Bab 5
Bab 5

"A-apa?" Aku menoleh cepat kearahnya, apa maksudnya berbicara seperti itu, aku bahkan tidak menyetujui niat tidak warasnya kemarin.

"Benarkan Nara," Ia melotot sambil tersenyum aneh padaku. Aku hanya diam, mulutku terbuka mataku masih tak berkedip karena tak menyangka ia berani mengatakan hal itu.

"Kinara," kali ini ia sengaja mencubit lenganku. 
Aku hanya menganggukkan kepala, tanpa bersuara, sambil melotot balik kearahnya.

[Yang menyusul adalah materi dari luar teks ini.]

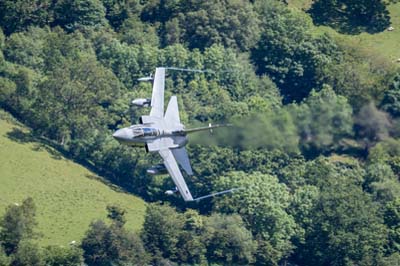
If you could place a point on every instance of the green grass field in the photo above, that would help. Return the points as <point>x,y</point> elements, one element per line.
<point>68,196</point>
<point>386,43</point>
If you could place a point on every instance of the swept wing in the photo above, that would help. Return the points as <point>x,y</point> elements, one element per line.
<point>173,169</point>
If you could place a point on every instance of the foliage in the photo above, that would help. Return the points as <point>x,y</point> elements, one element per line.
<point>228,241</point>
<point>17,224</point>
<point>68,256</point>
<point>161,229</point>
<point>69,69</point>
<point>107,245</point>
<point>323,119</point>
<point>28,254</point>
<point>4,259</point>
<point>79,14</point>
<point>203,23</point>
<point>390,102</point>
<point>345,225</point>
<point>262,202</point>
<point>289,54</point>
<point>19,15</point>
<point>350,16</point>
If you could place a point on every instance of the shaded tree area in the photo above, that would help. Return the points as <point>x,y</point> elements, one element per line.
<point>18,240</point>
<point>314,151</point>
<point>351,17</point>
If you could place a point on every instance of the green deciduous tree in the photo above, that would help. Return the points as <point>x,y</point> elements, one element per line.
<point>28,254</point>
<point>228,241</point>
<point>79,14</point>
<point>262,202</point>
<point>289,54</point>
<point>161,230</point>
<point>117,11</point>
<point>109,245</point>
<point>391,99</point>
<point>199,24</point>
<point>4,259</point>
<point>20,14</point>
<point>323,120</point>
<point>58,255</point>
<point>17,224</point>
<point>351,16</point>
<point>346,226</point>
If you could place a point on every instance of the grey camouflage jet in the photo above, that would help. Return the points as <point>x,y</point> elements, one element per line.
<point>164,133</point>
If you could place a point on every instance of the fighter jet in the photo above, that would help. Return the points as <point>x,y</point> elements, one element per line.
<point>164,133</point>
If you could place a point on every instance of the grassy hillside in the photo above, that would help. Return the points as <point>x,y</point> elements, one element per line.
<point>68,196</point>
<point>386,43</point>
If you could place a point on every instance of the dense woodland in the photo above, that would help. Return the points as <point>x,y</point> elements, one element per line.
<point>316,140</point>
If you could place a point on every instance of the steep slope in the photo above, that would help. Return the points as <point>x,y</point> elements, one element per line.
<point>386,43</point>
<point>68,196</point>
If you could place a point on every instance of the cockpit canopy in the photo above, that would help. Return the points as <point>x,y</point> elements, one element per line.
<point>140,131</point>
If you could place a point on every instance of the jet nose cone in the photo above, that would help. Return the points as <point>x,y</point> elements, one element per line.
<point>120,134</point>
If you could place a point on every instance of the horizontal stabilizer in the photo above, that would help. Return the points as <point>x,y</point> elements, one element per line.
<point>217,194</point>
<point>210,127</point>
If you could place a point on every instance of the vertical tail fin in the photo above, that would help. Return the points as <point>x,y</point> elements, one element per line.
<point>172,113</point>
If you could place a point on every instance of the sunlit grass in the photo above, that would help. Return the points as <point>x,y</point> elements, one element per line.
<point>68,196</point>
<point>386,43</point>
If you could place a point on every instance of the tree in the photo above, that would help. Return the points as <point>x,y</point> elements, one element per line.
<point>323,120</point>
<point>17,224</point>
<point>116,214</point>
<point>346,226</point>
<point>28,254</point>
<point>199,24</point>
<point>108,245</point>
<point>289,54</point>
<point>228,241</point>
<point>19,15</point>
<point>351,16</point>
<point>161,229</point>
<point>79,14</point>
<point>191,244</point>
<point>117,11</point>
<point>58,255</point>
<point>4,259</point>
<point>262,203</point>
<point>391,99</point>
<point>372,125</point>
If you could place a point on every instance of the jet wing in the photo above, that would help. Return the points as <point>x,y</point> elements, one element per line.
<point>157,98</point>
<point>181,156</point>
<point>173,169</point>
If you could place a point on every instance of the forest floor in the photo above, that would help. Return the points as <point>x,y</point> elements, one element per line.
<point>68,197</point>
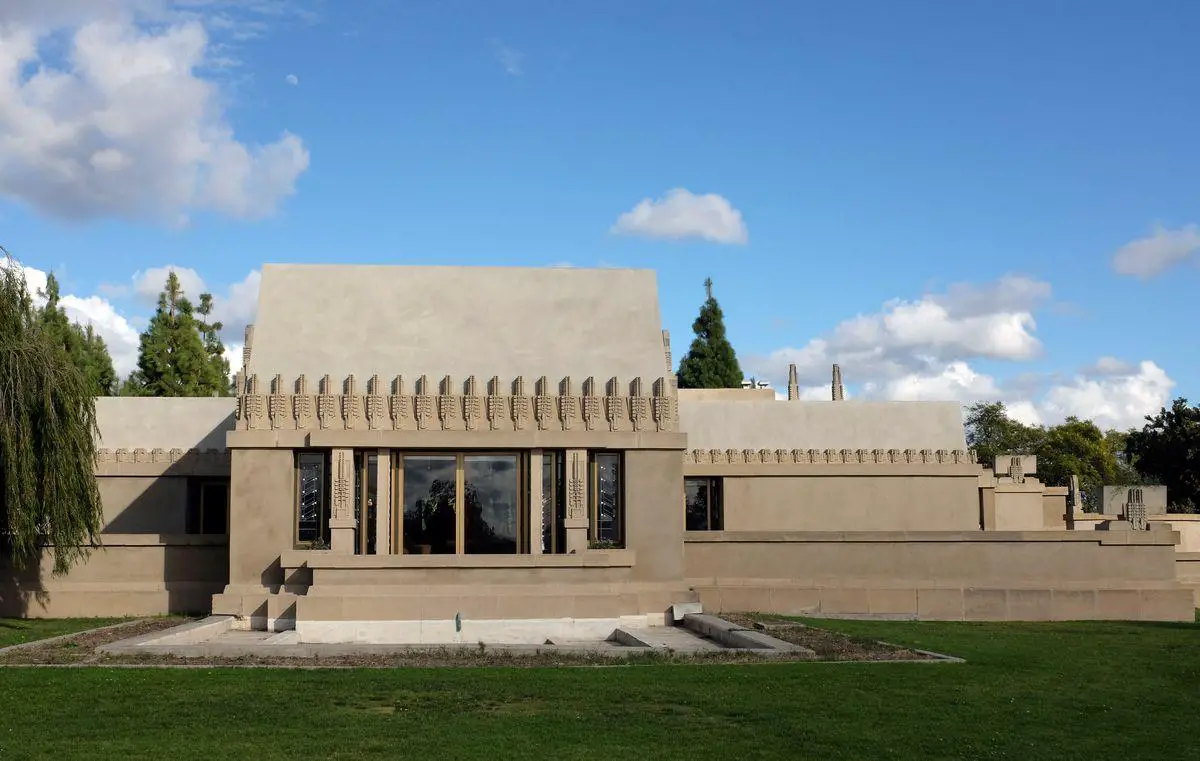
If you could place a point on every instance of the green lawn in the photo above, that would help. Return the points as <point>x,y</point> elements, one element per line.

"Waahh, selamat ya. Tak menyangka akhirnya kau bisa lepas juga dari bayang bayang Bella," sahut Sandy sambil menepuk pundak Pak Rhaka.

"Selamat ya, tak kusangka pesona seorang Kinara mampu membuat pria ini bangkit dari bayang bayang Bella," lanjutnya sambil terkekeh.

"Bella?" aku mengucapkan nama itu pelan.

"Siapa dia? apakah dia adalah mantan kekasih Pak Rhaka?"

"Nama yang sama yang kemarin sempat diucapkan Clara. Apa yang terjadi dengan Bella?"

Ah sudahlah, itu bukan urusanku.

"Mari, silakan dicicipi dulu hidangan yang tersedia, aku kedepan sebentar menyambut tamu yang lain, kuharap kalian nyaman di acara ini," pamitnya pada kami.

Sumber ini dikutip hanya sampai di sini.